Liberal Obscuro is not an Atlas Obscura sister site, nor is it an indie band name.

Liberal Obscuro (or Obscurom) is a bean. And a very beautiful bean at that, with a deep purplish hue and smooth curves.

“I love that name,” Rosey Guest gushes. Another favorite of hers is the Fruhe Goldbohne bush bean, with its shocking, almost electric-yellow hue.

Guest is a retired farmer, living in the small town of Jefferson, Maine. For 30 years, she sold fruits and vegetables through a CSA or to local stores. She’s grown everything from tomatoes to hardy kiwis (tiny, grape-sized versions of the familiar fruits).

These days, though, she grows a lot of beans. “That’s kind of newer for me,” she says.

Guest runs an informal group, “Friends of Sam Birch,” that preserves and propagates one man’s remarkable bean collection. Herbert William “Sam” Birch was a science teacher and a passionate gardener, especially when it came to beans. By the end of his life, he had collected seeds for 350 different varieties.

Guest and Birch were members of the Maine Organic Farmers and Gardeners Association, and they both loved exhibiting their prize crops at local fairs. “He happened to live, like, three miles away from me,” Guest says. “Then he became an egg customer of mine. I started going to his house weekly to drop off eggs, and I started watching what he was doing with his beans.”

After his retirement, Birch began growing a number of crops, from garlic to squashes. But beans soon commanded his attention. “He just started really getting into beans and bragging [about] how huge this collection was,” Guest says. “He was starting to try and add 20 kinds every year.”

Ribbons adorn this fair entry by the Friends of Sam Birch.
Ribbons adorn this fair entry by the Friends of Sam Birch.

When Birch’s health started to decline, he was no longer able to spend as much time outside gardening. Guest and another friend decided to bring him his beans anyway. “We would grow them and then bring them in to Sam, and he would spend the winter sitting at his kitchen table, shelling them,” she recalls. “So I felt like he did the hard work, and we had the fun part.”

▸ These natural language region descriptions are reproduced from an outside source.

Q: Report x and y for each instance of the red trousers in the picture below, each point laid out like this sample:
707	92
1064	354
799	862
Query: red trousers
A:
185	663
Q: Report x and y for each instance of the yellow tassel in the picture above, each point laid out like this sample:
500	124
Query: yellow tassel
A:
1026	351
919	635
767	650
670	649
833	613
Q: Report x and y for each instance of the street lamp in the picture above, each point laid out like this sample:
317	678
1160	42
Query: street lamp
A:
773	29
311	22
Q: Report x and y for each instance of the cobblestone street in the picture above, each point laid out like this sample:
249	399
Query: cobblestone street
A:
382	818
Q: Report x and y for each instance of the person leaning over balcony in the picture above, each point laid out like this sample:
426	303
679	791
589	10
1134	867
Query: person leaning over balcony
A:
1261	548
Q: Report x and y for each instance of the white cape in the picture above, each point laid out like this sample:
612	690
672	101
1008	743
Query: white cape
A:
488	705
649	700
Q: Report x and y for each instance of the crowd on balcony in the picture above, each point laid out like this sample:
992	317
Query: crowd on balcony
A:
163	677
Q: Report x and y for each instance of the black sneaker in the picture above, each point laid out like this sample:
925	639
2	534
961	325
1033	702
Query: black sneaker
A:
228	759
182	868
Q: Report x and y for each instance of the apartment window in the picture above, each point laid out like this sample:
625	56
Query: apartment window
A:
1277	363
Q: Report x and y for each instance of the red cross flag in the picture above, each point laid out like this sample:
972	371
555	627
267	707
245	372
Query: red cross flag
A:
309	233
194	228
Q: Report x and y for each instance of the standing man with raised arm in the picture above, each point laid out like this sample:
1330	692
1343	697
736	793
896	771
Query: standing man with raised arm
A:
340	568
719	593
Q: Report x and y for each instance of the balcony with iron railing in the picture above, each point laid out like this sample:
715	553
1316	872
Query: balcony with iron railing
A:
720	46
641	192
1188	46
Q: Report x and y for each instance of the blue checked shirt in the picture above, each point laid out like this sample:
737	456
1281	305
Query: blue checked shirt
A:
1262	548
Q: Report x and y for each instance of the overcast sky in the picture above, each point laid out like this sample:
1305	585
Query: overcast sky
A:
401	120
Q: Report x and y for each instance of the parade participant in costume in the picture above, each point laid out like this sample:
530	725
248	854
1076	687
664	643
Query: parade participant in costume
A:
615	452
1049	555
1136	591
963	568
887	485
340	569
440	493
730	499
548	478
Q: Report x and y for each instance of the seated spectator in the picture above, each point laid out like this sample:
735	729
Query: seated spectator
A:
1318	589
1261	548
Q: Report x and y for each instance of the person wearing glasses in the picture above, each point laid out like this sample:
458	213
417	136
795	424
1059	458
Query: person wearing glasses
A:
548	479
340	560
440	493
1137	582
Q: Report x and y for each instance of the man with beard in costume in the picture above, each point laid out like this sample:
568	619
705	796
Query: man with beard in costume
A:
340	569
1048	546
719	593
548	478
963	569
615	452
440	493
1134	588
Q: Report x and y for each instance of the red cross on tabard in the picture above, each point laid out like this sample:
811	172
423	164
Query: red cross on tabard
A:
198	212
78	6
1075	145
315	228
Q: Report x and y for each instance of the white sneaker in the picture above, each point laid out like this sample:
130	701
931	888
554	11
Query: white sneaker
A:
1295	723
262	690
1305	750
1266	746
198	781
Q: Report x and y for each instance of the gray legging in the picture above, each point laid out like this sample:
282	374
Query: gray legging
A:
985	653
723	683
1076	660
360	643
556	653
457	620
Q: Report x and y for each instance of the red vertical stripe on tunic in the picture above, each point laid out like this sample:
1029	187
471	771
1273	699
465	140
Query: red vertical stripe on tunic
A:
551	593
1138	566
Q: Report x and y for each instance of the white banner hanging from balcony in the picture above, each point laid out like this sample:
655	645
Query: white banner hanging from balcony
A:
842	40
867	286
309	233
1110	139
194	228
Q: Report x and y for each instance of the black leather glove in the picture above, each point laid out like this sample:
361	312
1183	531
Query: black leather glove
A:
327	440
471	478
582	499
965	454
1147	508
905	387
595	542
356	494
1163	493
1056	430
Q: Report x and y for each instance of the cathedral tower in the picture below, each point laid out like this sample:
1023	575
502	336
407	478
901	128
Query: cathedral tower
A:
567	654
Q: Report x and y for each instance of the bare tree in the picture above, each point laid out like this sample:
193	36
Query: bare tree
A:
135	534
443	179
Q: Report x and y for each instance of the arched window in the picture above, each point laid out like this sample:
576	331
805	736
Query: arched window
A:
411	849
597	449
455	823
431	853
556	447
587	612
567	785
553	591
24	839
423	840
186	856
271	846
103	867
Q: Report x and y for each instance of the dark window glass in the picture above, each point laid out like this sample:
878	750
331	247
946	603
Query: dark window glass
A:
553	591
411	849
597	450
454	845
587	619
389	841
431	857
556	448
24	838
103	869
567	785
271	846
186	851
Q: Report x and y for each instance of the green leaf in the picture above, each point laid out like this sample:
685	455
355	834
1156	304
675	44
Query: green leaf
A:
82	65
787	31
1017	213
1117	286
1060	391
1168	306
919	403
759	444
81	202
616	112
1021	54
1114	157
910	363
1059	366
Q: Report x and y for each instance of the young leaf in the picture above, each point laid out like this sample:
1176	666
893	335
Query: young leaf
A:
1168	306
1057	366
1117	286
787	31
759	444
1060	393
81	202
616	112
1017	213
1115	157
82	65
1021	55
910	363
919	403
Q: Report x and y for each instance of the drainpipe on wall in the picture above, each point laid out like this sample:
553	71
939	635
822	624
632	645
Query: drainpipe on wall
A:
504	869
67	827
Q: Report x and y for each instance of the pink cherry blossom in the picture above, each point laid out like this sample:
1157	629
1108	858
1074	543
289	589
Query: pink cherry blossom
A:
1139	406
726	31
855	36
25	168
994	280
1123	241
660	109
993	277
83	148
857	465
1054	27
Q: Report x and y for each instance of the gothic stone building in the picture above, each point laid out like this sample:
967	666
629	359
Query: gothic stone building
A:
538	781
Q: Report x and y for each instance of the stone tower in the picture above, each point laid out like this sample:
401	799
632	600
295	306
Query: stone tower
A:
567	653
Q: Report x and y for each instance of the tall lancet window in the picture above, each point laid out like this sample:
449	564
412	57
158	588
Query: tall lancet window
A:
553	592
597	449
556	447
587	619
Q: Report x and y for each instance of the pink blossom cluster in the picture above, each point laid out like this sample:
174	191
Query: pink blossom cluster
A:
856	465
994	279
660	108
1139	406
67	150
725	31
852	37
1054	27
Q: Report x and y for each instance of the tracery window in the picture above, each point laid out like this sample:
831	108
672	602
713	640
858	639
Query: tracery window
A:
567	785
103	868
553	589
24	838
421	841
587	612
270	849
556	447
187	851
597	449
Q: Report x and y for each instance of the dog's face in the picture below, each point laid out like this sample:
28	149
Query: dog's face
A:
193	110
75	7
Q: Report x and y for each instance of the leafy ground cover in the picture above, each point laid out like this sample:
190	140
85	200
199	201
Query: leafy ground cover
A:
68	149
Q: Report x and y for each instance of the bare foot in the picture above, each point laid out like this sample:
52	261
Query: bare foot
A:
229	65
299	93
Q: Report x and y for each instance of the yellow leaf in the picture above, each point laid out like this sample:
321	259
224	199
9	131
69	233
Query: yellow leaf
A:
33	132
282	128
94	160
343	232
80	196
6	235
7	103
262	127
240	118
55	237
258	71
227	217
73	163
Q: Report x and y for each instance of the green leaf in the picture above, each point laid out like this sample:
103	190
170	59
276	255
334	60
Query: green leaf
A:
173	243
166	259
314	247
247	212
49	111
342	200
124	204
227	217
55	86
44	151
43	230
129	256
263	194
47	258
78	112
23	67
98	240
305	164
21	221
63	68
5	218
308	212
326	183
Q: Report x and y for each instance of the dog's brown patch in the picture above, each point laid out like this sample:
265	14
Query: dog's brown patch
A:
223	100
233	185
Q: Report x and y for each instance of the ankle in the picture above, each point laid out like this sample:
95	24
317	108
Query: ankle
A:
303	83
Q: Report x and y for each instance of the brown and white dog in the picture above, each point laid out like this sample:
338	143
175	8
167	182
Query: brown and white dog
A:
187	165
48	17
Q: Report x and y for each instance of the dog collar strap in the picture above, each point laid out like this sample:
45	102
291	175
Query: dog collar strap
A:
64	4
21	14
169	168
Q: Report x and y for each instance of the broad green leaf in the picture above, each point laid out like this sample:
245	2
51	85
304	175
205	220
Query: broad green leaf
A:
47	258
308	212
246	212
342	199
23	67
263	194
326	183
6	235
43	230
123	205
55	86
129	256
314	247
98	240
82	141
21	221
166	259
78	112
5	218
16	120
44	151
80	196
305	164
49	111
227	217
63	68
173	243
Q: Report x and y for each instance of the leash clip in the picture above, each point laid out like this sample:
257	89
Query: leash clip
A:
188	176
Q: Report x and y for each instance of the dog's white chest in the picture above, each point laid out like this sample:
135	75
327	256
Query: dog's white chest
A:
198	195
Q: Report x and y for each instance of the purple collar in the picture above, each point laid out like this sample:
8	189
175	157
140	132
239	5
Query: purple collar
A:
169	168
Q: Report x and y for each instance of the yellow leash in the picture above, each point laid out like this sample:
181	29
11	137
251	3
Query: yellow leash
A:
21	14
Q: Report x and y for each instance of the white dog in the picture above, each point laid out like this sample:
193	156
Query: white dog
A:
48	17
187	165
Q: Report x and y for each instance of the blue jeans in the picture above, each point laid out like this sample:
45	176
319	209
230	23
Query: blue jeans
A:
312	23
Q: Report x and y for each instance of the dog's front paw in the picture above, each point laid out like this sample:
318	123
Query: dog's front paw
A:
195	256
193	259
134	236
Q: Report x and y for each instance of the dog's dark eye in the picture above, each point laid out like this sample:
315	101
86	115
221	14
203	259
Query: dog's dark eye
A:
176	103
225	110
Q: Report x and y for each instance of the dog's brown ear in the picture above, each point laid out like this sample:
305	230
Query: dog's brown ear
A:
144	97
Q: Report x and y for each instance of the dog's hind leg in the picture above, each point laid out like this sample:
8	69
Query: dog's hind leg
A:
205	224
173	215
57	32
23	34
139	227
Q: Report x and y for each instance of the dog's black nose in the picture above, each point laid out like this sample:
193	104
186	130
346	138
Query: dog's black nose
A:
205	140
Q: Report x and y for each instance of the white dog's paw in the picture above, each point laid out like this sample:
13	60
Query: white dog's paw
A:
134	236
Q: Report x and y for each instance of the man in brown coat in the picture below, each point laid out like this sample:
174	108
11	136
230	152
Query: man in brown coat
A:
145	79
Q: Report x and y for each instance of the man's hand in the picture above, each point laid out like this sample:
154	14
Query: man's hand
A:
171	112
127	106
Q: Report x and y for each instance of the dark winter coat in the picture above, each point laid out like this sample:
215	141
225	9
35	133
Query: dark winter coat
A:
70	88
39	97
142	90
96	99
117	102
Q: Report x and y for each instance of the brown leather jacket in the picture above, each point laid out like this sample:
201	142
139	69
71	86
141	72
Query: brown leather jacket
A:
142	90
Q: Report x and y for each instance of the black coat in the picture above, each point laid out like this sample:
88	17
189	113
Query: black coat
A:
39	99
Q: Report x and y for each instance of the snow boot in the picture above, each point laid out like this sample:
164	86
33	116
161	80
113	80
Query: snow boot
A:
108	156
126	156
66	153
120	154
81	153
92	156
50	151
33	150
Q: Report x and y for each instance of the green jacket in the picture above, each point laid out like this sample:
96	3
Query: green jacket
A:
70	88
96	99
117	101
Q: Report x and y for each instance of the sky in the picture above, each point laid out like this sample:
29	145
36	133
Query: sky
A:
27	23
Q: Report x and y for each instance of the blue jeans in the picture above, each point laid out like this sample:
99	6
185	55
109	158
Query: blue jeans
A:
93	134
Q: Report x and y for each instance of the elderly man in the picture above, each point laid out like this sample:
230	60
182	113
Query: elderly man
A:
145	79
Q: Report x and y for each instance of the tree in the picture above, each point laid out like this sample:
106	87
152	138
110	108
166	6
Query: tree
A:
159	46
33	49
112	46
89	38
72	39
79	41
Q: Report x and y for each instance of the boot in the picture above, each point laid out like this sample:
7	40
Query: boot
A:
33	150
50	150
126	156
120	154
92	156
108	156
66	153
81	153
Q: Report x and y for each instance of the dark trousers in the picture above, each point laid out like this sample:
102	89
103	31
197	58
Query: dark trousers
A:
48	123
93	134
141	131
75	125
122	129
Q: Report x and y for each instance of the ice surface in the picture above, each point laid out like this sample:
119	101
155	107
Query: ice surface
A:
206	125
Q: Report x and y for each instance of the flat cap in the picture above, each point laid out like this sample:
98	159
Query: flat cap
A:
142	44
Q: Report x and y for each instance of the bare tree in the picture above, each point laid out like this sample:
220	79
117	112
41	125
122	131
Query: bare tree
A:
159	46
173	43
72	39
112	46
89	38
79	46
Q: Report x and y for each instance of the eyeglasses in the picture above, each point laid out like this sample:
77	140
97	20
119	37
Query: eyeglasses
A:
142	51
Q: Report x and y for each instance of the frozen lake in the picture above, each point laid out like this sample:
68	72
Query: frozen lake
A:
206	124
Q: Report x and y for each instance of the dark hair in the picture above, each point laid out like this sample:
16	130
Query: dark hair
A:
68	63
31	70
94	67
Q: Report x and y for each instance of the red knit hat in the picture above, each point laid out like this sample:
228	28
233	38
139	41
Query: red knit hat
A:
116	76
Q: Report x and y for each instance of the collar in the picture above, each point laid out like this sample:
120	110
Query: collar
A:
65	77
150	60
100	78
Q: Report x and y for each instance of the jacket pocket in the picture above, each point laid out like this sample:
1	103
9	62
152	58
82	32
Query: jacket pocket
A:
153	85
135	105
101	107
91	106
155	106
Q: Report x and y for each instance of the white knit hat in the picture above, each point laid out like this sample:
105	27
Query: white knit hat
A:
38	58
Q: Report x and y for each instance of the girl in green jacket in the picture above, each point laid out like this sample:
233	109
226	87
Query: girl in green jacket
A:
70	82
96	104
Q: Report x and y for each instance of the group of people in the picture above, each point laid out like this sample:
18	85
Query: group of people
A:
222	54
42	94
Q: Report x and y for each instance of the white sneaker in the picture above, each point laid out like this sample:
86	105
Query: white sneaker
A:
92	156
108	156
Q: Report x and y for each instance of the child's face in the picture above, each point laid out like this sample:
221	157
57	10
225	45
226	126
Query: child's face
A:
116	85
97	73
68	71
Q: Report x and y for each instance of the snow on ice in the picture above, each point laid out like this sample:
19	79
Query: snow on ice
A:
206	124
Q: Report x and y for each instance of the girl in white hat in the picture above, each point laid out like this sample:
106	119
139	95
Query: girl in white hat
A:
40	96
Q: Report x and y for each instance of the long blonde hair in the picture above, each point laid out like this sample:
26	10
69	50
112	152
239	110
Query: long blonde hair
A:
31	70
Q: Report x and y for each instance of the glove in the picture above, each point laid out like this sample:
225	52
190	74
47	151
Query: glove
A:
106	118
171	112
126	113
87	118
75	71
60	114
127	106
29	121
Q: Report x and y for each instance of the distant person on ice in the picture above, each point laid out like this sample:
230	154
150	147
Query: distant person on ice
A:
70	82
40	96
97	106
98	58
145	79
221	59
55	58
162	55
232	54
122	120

Birch died in 2017. “Oh, he was such a fun person,” says Guest. “He was so easy to talk to. He was one of those people that was pretty quiet, but he always seemed happy and always had a little twinkle in his eye.” Birch had left behind a list of all the beans he had collected, and hundreds of bean-filled tubs. Guest then decided to try and preserve his collection, the sum of a life’s work.

But first, she had to rebuild it. “I inherited this collection and it had over 300 kinds of beans,” she says. “I realized, going through all of the bins, that quite a few of them were either missing or had gotten so old, I couldn’t get them to germinate. I ended up with about 285 moving forward.” She quickly decided to “fill in the holes that were missing.”

To do this, she turned to resources like the Seed Savers Exchange Yearbook, and websites such as A Bean Collector’s Window, which is run by another passionate bean collector, Russ Crow. Meanwhile, to keep the rest of the collection healthy, she plants a lot of beans.

“I don’t try to grow all of them every year,” she explains. “I have them in a five-year rotation.” Every year, Guest and her “bean boyfriends,” as she jokingly calls them, grow 60 of the beans from the collection, planting ten-foot rows of each. When Guest proudly exhibits the dried beans at local exhibitions and fairs, she does so under the name “Friends of Sam Birch.”

A close-up of the Passage to India beans.
A close-up of the Passage to India beans.

The Friends of Sam Birch group consists of a handful of Guest’s friends as well as local schools with gardening programs. Guest notes that it’s an informal little society: People will plant a row or more of beans using seeds from the collection, then send some back. “What I want back in return is one cup of seed that’s nice, that I can use for planting stock,” says Guest. “And if you end up with more, which you probably will, that’s yours to keep.”

The bean collection has received local media coverage and a number of ribbons from fairs. But Guest doesn’t do it for the accolades. Part of what motivates her is expanding the collection even more, with additions like the Passage to India bean, which she picked up after her daughter’s wedding in India last year. “I couldn’t resist that,” she says. “Sometimes I think to myself, 300 beans is a lot already. Why do I still get entranced by adding new ones every year? What’s the matter with me?”

But when Guest rhapsodizes over the vibrant purple (“and I mean purple) Succotash bean, or the maroon Mayflower bean, her passion is obvious. She hasn’t thought ahead to the future of Birch’s bean collection much, though she excitedly shares that one of his sons has signed up to become a “bean boyfriend.”

“I’m just having so much fun with it right now. I haven’t really thought about, down the road, what I should do with it,” she says. “I just turned 69, so I don’t imagine I’m going to be doing this for 40 more years or anything. When the time comes, I hope I find someone like me, who I think would be really excited [to] take it to heart and carry it on.”